I feel like there has to be a name for the fallacy here. If you looked at the cryptocurrency space, especially the blockchain builders, you'd likely find a lot of people who you'd be willing to accept are smarter than you working on it. Silvio Micali and Vitalik Buterin are 2 big names that come to mind (I don't hold/use algorand FWIW, but Silvio seems like one of the brightest minds in the field solely based on accomplishments).

1 comments

Sure, but equally there are plenty of smarter-than-me people who think it's all a giant scam, so I'm inclined to trust my instincts. After all, just because they're smarter than me doesn't mean they aren't trying to scam me or haven't got caught up in some bullshit fantasy.

Besides, if the technology is actually valuable in some way I cannot yet perceive but that will become obvious over time, then I can just wait until it becomes ubiquitous and reap the benefits without risking anything.

Absolutely, and the tokens don't need to have multi-trillion dollar market caps for this to happen either.

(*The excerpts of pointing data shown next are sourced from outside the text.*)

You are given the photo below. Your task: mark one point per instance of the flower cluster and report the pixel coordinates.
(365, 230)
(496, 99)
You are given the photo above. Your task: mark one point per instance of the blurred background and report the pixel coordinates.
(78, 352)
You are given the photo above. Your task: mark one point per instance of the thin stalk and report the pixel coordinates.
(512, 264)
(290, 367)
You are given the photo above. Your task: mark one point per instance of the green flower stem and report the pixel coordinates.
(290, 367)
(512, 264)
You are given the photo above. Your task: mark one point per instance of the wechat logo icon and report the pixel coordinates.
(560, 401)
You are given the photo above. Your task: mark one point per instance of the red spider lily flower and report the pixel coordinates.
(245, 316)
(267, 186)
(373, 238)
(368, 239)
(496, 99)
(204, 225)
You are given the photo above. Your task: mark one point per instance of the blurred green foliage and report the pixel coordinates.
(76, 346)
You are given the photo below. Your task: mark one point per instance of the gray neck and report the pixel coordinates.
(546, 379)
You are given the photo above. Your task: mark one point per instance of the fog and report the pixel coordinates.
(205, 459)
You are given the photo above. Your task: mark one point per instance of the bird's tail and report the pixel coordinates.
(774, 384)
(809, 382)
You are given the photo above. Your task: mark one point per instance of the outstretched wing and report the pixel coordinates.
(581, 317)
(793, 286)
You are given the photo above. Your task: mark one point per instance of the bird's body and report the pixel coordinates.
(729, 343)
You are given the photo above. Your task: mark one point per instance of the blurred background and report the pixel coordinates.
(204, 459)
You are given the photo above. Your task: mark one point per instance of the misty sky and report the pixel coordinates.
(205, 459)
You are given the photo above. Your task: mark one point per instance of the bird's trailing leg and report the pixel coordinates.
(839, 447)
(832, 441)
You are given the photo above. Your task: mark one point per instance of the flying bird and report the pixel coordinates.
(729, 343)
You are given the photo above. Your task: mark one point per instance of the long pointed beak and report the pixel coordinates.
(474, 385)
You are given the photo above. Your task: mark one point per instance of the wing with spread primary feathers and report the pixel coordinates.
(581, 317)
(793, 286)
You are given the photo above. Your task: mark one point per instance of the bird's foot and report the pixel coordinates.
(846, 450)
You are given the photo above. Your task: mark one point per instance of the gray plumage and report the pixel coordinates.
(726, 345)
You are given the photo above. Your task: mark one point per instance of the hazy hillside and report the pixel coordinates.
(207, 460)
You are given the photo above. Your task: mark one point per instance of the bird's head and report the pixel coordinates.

The tokenization of everything is a mixed bag. On one hand it leads to perverse incentives that result in an incredibly low signal-to-noise ration. On the other hand it enables types of consensus that don't exist when there's not a penalty for misbehaviour (specifically for proof-of-stake and staking, the token makes it possible to reward network participants, while making the cost of attacking the network higher than the market cap of the network).